WASHINGTON. D.C. – House Committee on Oversight and Government Reform Ranking Member Darrell Issa (R-CA) issued the following statement regarding today’s health care summit in which President Obama singlehandedly spoke more than all the Republican participants combined:
“While today may have been good theater, inviting Republicans over so they can just listen to one person talk is hardly bipartisanship in motion. To be clear, Republicans are just as eager to advance proposals that will address portability, pre-existing conditions and access of quality health care. I believe all Americans should have access to the same benefits that Members of Congress receive which is why I introduced H.R. 3438, the Access to Insurance for All Americans Act.
“The suggestion that enacting true tort reform would not result in health care cost savings is just not true. The CBO has said that enacting tort reform would reduce total national health care spending by billions of dollars. In 2009, the CBO estimated that tort reform would reduce mandatory spending for Medicare, Medicaid, SCHIP and the FEHBP by roughly $41 billion over the next 10 years and could yield an increase in federal tax revenue by as much as $13 billion for a total estimated savings of $54 billion over 10 years – compare that to the President’s own proposal that would reduce the deficit by only $100 billion by 2020.”
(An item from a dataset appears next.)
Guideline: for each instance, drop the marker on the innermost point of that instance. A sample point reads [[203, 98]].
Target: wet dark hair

Click here to read the Oversight Republican report, The Failure to Address the Costs of Defensive Medicine in Health Care Legislation, detailing the true costs of defensive medicine and the cost-reduction tort reform would bring.
Facts about Tort Reform:
- In 2003, HHS found that malpractice coverage and defensive medicine costs result in as much as $56 billion a year to the government
- A 2008 study by PriceWaterHouseCoopers found that defensive medicine is the top area of wasteful spending in health care – accounting for $210 billion annually.
- Nearly half of all medical malpractice claims do not involve injury or medical error
- Less than 15 cents of every litigation-related dollar actually goes to those injured from medical negligence.
Look at states that have at the very least, medical liability caps:
- Since 1975, premiums nationwide have increased 420%, as opposed to just 168% in California.
- Prior to the passage of tort reform in Texas, one in four doctors faced a medical malpractice claim every year.
- In 2005, the Georgia legislature passed comprehensive medical liability reform that included $250,000 caps on punitive damages and $350,000 caps on noneconomic damages. Since then, the average number of medical malpractice claims has decreased by 39%, from over 1,128 in 2004 to 683 in 2008.
- More expensive litigation means fewer doctors, and fewer doctors means reduced access to medical care for everybody. New Jersey, for instance, will be short 2,800 family doctors and specialists by the year 2020, according to a report released this year by the New Jersey Council on Teaching Hospitals. The reason for the shortage, according to Council President Richard Goldstein, is a “morale problem” associated with the state’s “hostile” environment for doctors and the heightened threat of malpractice lawsuits.